When she had gone, by her rough calculation from the sketchy map, about two kilometres north, she halted. Sure enough there was a small track plunging off the road towards the interior of the island marked only 'To Summit'. It led, so the hotel tourist guide had told her, to a look-out on the eastern slopes of the low volcanic ridge that divided the island. However, it wasn’t the view that Elizabeth was after. A quick glance over her shoulder reassured her that there was only one person in sight, quite a long way behind her, a jogger who appeared to be struggling to maintain a laggardly pace.
Hitching her soft-sided beach bag more securely over her shoulder, Elizabeth stepped on to the track, breathing more easily as she moved out of sight of the road. She walked briskly, suddenly feeling energetic and adventurous.
The track rose quite steeply for the first twenty minutes and Elizabeth was breathing hard by the time she came to the expected fork. She ignored the 'Summit' sign and took the smaller, unmarked, almost overgrown path to the right.
It was slow going.
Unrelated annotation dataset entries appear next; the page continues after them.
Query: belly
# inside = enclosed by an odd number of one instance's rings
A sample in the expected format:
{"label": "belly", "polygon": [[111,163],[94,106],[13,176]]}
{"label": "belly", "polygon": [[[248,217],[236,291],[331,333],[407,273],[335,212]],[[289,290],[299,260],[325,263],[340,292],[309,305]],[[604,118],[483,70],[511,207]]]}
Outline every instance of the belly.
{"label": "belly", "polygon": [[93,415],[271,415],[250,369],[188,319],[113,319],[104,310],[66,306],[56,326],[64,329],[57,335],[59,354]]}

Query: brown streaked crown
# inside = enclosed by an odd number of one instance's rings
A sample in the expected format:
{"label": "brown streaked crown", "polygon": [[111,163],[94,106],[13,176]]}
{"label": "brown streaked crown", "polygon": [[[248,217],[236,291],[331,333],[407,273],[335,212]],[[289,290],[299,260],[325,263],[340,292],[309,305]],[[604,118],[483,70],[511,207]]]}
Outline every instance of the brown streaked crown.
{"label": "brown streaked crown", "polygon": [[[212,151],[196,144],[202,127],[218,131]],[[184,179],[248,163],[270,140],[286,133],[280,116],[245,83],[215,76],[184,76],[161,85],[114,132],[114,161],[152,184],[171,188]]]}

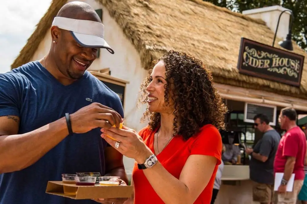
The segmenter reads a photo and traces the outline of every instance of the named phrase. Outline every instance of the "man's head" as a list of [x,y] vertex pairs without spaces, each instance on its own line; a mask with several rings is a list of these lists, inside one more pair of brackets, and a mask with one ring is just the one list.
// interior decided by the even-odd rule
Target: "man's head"
[[294,108],[287,107],[282,109],[278,118],[281,128],[288,129],[289,125],[295,124],[297,117],[296,111]]
[[[99,28],[102,27],[102,34],[99,33],[101,35],[89,35],[85,33],[94,28],[91,26],[95,24]],[[87,26],[88,28],[84,28]],[[74,29],[81,32],[72,30]],[[108,50],[113,51],[111,48],[96,46],[96,45],[101,44],[101,41],[107,45],[103,39],[103,33],[101,20],[90,6],[80,2],[73,2],[64,5],[55,18],[51,29],[51,56],[57,69],[67,78],[78,79],[82,77],[97,57],[99,47],[109,48]],[[95,45],[85,45],[78,40],[80,39]]]
[[257,114],[254,117],[255,122],[254,126],[261,132],[264,132],[270,127],[270,121],[266,116],[263,114]]

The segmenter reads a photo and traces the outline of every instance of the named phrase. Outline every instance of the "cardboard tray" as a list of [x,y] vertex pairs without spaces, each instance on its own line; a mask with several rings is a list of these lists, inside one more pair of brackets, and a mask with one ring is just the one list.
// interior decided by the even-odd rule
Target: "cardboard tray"
[[[63,186],[77,187],[76,195],[64,194]],[[75,184],[64,184],[62,181],[49,181],[47,185],[46,192],[76,200],[130,198],[133,188],[133,187],[131,186],[77,186]]]

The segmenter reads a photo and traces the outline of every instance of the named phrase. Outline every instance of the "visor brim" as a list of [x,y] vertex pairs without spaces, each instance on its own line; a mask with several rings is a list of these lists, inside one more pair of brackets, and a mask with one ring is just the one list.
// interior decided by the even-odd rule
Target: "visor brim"
[[103,38],[99,36],[87,34],[83,34],[70,31],[72,35],[78,44],[85,47],[103,48],[107,49],[112,54],[114,50]]

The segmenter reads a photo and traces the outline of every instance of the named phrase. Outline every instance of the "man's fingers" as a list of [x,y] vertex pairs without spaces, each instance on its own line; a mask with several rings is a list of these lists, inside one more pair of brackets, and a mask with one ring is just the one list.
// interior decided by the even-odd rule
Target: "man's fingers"
[[110,113],[113,115],[113,117],[115,119],[116,126],[116,127],[119,128],[119,124],[123,121],[122,118],[122,116],[119,113],[110,107],[104,106],[99,103],[97,103],[96,104],[98,106],[101,108],[101,109],[99,111],[100,113]]
[[[112,127],[111,128],[112,128]],[[117,134],[116,133],[109,131],[107,130],[104,129],[103,130],[103,132],[105,135],[107,135],[110,137],[111,137],[112,138],[114,139],[115,139],[118,141],[119,141],[119,142],[123,142],[126,139],[125,138],[126,137],[122,136],[119,135]],[[106,136],[107,137],[110,138],[107,135],[106,135]]]
[[101,134],[101,137],[107,141],[107,142],[109,143],[111,146],[113,147],[115,147],[115,143],[116,142],[116,140],[115,140],[113,139],[110,138],[110,137],[108,137],[105,134],[103,133]]
[[118,135],[119,135],[122,136],[128,137],[131,133],[131,131],[130,130],[124,128],[124,126],[123,125],[123,128],[122,129],[112,127],[111,128],[108,129],[108,130],[113,132],[114,133],[115,133]]
[[96,115],[96,119],[107,121],[111,125],[111,126],[114,125],[116,124],[116,119],[114,117],[113,115],[111,113],[98,113]]
[[103,120],[95,120],[93,124],[97,127],[106,129],[108,129],[112,127],[110,123]]

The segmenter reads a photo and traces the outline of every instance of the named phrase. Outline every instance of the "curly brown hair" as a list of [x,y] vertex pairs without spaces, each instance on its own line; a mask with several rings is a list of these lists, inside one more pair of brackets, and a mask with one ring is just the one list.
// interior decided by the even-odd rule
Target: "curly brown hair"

After another twenty minutes of ducking and shoving at stray branches and several times veering off the crushed-shell pathway by mistake, Elizabeth was beginning to worry. She stopped and twisted the top of the bottle of Perrier water that she had tucked in her bag. The water was only slightly chilled, but it fizzled and stung refreshingly on her tongue. She was sweating freely and she took off the pink scarf that she had used as a belt for her shorts and tied it around her head to keep the moisture from running down into her eyes. For a moment she just stood and enjoyed the quiet. She couldn’t even hear any birds, only the soft sigh of the breeze in the upper leaves of the trees that towered above the thick shrubs lining the path, the wild sub-tropical lushness which sprang from the volcanic soil a contrast to the carefully landscaped growth on the sandy flatlands below.
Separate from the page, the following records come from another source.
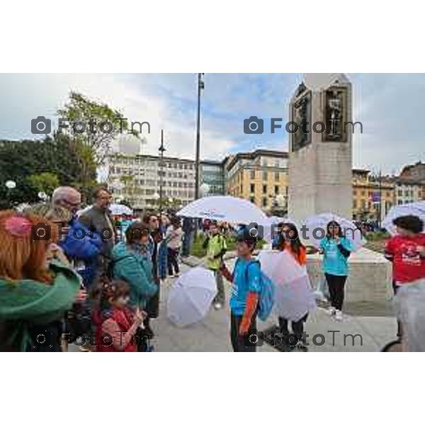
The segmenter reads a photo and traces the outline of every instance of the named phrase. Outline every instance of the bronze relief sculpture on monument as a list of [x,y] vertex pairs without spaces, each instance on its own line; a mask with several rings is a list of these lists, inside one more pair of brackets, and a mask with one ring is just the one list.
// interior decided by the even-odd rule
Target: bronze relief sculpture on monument
[[[291,130],[298,131],[292,135],[291,149],[296,152],[311,143],[311,118],[312,118],[312,94],[307,89],[304,84],[300,84],[296,94],[297,100],[292,108],[292,121],[296,123],[298,127],[293,125]],[[307,123],[307,124],[306,124]],[[305,132],[304,130],[307,132]]]

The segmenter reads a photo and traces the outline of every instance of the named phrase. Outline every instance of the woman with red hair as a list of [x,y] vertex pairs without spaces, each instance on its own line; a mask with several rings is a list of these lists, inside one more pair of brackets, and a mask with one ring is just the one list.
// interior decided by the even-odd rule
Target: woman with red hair
[[52,259],[57,228],[38,215],[0,211],[0,351],[60,351],[62,318],[80,279]]

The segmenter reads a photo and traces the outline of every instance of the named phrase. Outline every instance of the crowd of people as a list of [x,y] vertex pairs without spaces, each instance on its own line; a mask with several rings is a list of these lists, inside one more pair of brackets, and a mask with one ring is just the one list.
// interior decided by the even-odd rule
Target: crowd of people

She was replacing the half-empty bottle in her bag when she heard a soft rustle of bushes on the path behind her and whirled around, her heart hammering. She knew there were no large animals on the island, let alone predatory ones, but still she was frightened.
He e
merged from the overgrowth at a run, almost knocking down the unexpected stationary object in his path.
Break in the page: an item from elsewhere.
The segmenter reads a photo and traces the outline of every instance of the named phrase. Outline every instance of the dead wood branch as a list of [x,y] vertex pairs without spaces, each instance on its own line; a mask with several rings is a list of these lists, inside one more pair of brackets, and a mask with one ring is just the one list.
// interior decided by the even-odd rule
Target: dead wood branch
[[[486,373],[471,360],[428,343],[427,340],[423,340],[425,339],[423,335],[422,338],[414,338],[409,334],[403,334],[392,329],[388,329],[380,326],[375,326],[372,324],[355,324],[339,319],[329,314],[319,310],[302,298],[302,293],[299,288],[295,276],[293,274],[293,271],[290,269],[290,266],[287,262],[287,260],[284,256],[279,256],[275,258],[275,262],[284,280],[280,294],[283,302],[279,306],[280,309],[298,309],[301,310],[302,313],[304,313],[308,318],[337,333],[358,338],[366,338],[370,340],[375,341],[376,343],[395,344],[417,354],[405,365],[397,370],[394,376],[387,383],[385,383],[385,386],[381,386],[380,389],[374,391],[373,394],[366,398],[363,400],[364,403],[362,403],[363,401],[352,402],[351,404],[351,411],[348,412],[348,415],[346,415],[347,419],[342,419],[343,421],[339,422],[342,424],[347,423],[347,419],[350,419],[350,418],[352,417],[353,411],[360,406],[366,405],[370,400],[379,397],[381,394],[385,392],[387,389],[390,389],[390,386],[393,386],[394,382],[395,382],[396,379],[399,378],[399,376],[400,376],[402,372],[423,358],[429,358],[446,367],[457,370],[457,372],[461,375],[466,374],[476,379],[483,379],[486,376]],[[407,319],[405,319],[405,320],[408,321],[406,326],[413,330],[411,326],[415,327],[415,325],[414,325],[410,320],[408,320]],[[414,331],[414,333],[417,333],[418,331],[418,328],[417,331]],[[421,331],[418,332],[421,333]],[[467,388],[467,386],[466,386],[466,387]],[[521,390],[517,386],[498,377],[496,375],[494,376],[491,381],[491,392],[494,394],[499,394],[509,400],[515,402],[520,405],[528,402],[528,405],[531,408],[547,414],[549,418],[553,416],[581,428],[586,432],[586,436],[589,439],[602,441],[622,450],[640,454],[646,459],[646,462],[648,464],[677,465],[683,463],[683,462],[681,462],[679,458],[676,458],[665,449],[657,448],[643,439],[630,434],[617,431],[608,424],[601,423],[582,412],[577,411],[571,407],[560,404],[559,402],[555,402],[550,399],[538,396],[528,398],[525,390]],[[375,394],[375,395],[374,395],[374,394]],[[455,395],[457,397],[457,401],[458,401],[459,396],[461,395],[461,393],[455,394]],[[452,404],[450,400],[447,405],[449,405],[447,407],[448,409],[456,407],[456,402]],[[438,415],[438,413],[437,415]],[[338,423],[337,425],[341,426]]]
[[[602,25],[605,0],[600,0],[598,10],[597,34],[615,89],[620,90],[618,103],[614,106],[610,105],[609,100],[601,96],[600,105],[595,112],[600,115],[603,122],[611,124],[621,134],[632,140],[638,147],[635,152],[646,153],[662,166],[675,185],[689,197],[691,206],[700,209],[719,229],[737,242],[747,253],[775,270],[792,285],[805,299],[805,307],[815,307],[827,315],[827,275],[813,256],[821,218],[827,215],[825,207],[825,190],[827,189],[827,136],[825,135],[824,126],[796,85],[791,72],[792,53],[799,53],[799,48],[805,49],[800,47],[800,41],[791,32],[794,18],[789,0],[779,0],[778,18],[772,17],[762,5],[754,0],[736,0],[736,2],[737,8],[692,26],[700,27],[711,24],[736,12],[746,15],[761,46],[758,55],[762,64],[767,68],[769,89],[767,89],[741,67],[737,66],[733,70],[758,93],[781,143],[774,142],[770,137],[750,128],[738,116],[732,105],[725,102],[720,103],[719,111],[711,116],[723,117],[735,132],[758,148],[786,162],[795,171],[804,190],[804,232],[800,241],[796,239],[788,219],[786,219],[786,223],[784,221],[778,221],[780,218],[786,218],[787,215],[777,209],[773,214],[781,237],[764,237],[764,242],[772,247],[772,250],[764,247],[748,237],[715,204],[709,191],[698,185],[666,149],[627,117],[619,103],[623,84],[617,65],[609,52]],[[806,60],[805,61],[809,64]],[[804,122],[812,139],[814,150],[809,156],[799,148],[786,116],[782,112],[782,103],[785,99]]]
It was the jogger from the roadway and he came to an abrupt halt as Elizabeth staggered backwards against the press of leaves.
She felt like screaming when she saw who it was.
'Lost again, Beth?' In running-shorts and a singlet, his taut muscles oiled with sweat, and breathing only slightly hard, Jack Hawkwood made her feel soft and weak. In spite of the laggardly gait that had earlier deceived her he was evidently in the peak of condition, his injured leg notwithstanding.
The lie stuck in her throat. 'Uh-'
'Because if you want the look-out you're on the wrong track. The path to the summit is quite a way back. Well marked, too, I would have thought.'
'Oh.' It was her unaccustomed exertion and the elevation that was making her breathless, Elizabeth decided, not his unexpected presence. 'Then where are you going?' Her mind seethed with suspicion.
'Jogging the same route all the time can get boring,' he said smoothly.
He hadn’t really answered her question, Elizabeth realised, and yet he had.
'Are you following me?' she demanded bluntly.
'Now, why would I want to do that?' he countered mildly, but there was an amused gleam in his eye that parodied his surprise.
'To annoy me,' she said furiously.
'Do I annoy you?'
'Will you stop answering a question with a question?' she seethed.
'Sorry. Old habit. Interrogation technique.'
‘Interrogation?' The very word sent shivers down Elizabeth's spine.
'Mmm. For a while I was part of an army intelligence unit.'
'A spy?' Another shiver.
His half-smile acknowledged her unease. 'Spies don’t wear uniforms. I was a career officer in the French military from the time I left school.'
Elizabeth was diverted. 'What happened—did you get invalided out?' She found it hard to believe, considering the feat of endurance he had just demonstrated, chasing her up a hillside.
'No, I just realised I would prefer to be at the top of a chain of command rather than somewhere in the middle, answerable to people I neither liked nor particularly respected. But the longer you stay in the army and the further you move up in military rank, the greater your chance of being "promoted" out of active service into a desk job. I hate sitting at a desk—that's why I didn’t go on to university as my family expected. So I resigned my commission to go into business for myself.'
'Managing one of your brother's hotels?' She would hardly have called that being top of a chain of command.
His smile became a grin. 'No. As a security consultant, offering anti-terrorist protection to companies and businessmen dealing with the hot-beds of the Middle East.'
He paused, studying her struggle to look uninterested when in reality curiosity was eating her up.